AutoAgent Optimizes Harnesses Like Karpathy's Auto-Research
Extend Karpathy's auto-research loop—edit code, run 5-min evals, keep improvements—to agent harnesses (prompts/tools) via meta-agents, yielding domain-specific agents overnight on benchmarks like SpreadsheetBench.
Core Self-Improvement Loop: Edit, Eval, Iterate Overnight
Karpathy's auto-research uses a simple setup with one GPU and 5-minute training runs: fix data prep/tokenizer (prep.py), let an agent edit training code (train.py) for model, loop, hyperparameters, then evaluate per human instructions in program.md. If metrics improve, commit changes; else revert. Humans "program in natural language" via program.md, agent handles code. Run overnight for real gains without manual coding.
AutoAgent applies identical loop to agent harnesses instead of ML training: meta-agent edits task agent's prompts, tools, orchestration (agent.py), runs evals on benchmarks via adapters, commits improvements based on results and reasoning traces. Starts with minimal bash tool; discovers domain-specific logic autonomously.
Architecture Enables Parallel, Domain-Agnostic Optimization
Split into meta-agent (orchestrates iterations, spins thousands of parallel sandboxes) and task agent (executes domain tasks). Connects to any benchmark (e.g., SpreadsheetBench, TerminalBench) for verification. Same files as auto-research: program.md for human guidance on goals/avoidances, agent.py as editable target.
Simplicity mirrors Karpathy: no complex infra needed. Meta-agent reads traces/results post-sandbox runs, decides keeps/reverts, builds specialized tooling/verification/orchestration nobody coded manually.
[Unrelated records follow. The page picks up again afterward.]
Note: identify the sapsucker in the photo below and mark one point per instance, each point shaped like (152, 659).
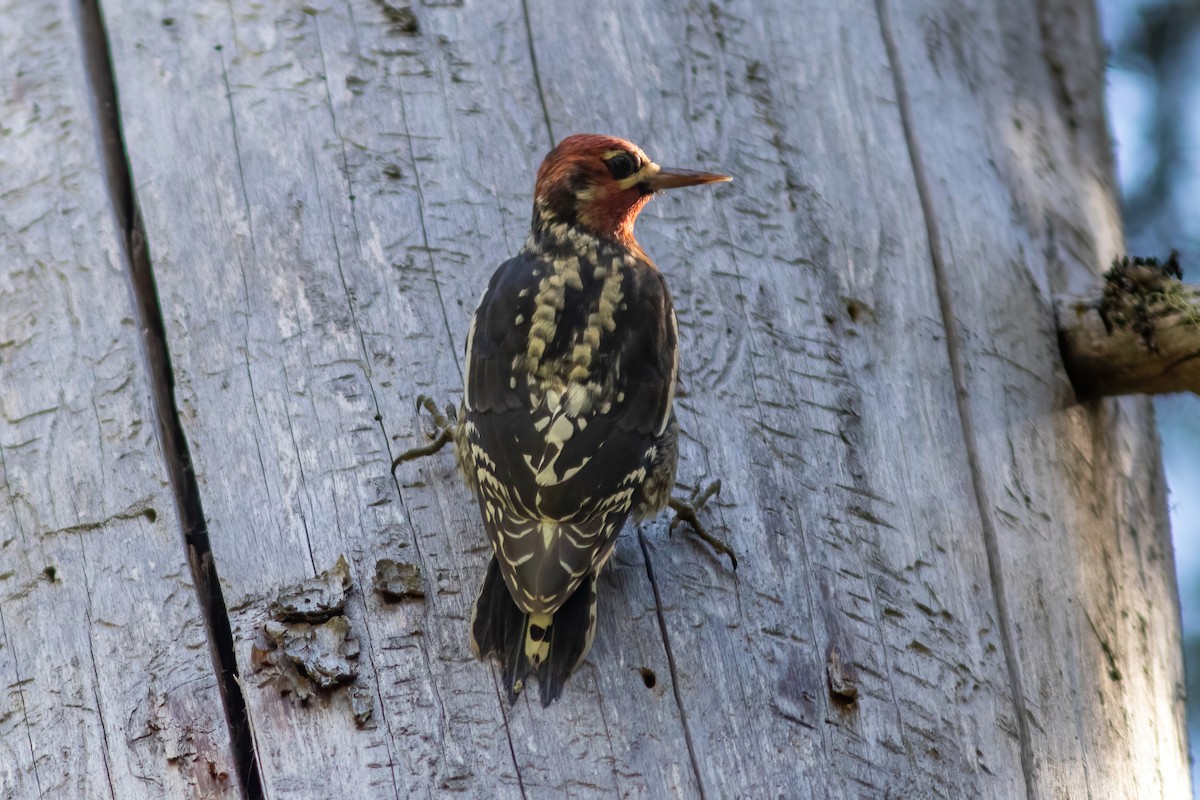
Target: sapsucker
(567, 426)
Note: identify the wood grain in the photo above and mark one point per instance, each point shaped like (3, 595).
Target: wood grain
(955, 579)
(108, 681)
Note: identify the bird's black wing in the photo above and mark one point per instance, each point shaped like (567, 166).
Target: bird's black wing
(570, 376)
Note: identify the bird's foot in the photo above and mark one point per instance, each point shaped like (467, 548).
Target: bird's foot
(441, 435)
(688, 511)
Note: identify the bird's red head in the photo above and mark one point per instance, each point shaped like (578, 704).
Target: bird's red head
(601, 182)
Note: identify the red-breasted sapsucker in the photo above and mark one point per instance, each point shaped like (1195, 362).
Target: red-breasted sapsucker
(567, 426)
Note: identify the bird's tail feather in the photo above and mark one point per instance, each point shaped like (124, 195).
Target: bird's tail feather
(550, 645)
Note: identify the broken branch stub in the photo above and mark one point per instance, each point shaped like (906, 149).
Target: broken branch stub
(1140, 336)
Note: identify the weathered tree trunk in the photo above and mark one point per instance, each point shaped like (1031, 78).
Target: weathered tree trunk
(955, 577)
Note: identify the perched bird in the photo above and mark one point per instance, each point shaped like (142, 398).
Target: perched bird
(567, 426)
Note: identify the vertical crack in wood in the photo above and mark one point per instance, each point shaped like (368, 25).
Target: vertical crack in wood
(537, 73)
(671, 665)
(99, 68)
(954, 350)
(6, 641)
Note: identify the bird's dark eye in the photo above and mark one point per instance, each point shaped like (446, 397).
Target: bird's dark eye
(623, 164)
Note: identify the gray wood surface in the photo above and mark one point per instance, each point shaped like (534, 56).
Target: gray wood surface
(107, 687)
(955, 579)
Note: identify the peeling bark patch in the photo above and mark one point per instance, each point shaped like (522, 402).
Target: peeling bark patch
(843, 675)
(396, 581)
(316, 599)
(309, 644)
(303, 657)
(401, 19)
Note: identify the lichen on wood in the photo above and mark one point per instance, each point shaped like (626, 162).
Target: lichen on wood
(1139, 336)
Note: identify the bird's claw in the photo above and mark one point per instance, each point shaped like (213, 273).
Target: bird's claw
(688, 511)
(438, 438)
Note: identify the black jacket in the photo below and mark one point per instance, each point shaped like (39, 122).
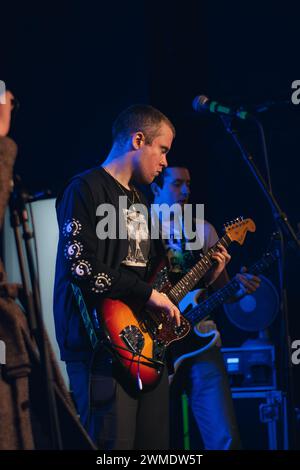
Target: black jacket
(93, 264)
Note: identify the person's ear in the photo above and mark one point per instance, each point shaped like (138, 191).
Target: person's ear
(138, 140)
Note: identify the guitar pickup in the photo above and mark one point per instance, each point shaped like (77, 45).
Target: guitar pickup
(133, 339)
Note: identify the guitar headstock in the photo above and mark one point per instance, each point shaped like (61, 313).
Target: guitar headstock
(237, 229)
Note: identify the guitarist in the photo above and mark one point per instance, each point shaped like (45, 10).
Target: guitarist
(204, 377)
(103, 264)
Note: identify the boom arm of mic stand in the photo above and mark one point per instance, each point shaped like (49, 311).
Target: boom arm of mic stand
(278, 214)
(20, 215)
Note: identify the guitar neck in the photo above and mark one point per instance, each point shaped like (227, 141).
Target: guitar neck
(189, 280)
(222, 295)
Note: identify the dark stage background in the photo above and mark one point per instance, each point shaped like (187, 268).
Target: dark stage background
(74, 69)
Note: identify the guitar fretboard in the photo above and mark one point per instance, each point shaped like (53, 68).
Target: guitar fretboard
(189, 280)
(222, 295)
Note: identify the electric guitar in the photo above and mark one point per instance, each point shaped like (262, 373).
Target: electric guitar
(138, 337)
(196, 342)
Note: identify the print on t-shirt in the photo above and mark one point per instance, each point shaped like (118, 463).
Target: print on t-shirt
(138, 238)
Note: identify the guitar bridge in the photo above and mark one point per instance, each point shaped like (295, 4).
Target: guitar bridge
(133, 339)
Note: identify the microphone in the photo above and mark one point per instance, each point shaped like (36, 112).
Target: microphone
(202, 104)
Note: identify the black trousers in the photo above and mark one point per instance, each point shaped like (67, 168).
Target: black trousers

Benchmark Gains and Harness Engineering Trade-offs
On SpreadsheetBench/TerminalBench, iterations show harness improving: better prompts/tools yield higher scores, compounding overnight. Enables cheaper, specialized agents per domain/workflow vs. monolithic harnesses.
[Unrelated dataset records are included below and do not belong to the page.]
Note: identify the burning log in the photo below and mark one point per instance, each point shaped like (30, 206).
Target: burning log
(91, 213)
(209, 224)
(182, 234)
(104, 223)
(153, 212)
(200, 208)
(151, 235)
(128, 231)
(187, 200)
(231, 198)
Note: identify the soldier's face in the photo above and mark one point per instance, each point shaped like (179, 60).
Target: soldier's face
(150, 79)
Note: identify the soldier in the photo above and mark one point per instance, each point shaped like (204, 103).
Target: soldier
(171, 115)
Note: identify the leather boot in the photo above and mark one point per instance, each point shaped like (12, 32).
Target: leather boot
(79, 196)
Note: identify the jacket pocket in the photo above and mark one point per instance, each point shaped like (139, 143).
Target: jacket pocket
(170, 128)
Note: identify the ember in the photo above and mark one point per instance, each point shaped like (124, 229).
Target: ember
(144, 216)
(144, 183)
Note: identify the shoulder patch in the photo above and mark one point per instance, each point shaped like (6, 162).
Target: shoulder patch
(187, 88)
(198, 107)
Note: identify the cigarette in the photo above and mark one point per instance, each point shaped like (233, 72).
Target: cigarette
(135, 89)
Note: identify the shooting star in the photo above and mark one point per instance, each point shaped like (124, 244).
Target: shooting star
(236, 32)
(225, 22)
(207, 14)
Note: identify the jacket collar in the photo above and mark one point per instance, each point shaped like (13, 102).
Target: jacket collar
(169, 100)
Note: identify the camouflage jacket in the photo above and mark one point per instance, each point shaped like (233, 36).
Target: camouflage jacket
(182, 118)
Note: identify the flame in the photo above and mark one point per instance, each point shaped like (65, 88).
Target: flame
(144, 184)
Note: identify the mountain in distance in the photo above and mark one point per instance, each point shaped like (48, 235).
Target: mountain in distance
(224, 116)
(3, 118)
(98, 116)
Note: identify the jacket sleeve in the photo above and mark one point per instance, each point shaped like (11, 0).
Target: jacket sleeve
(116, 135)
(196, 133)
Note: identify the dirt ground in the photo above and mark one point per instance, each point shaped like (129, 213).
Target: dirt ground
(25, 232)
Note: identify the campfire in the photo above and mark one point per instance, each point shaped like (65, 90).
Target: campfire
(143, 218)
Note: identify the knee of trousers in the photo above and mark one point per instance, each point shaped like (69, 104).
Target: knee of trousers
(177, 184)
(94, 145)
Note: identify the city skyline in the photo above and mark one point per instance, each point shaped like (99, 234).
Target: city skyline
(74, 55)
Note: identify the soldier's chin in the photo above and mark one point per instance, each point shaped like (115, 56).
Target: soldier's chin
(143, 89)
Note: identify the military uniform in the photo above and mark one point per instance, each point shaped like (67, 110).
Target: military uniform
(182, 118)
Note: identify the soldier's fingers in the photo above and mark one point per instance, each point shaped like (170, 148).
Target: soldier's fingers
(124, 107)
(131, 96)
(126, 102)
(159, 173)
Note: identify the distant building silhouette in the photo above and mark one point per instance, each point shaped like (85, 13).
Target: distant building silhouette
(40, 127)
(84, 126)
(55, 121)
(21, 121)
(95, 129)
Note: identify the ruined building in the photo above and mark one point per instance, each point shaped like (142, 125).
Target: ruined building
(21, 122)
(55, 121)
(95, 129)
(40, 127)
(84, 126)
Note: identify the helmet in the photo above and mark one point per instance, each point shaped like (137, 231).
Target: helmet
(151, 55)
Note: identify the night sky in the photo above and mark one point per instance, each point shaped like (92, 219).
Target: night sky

Harness optimization critical because domains need tailored prompts/tools (e.g., spreadsheets vs. terminals), requiring domain+model expertise. Companies gain from stack-specific harnesses running smaller models. Future: domain experts write program.md, meta-agents auto-engineer harnesses—like AI now writes code—define success, return in 24h with optimized setup.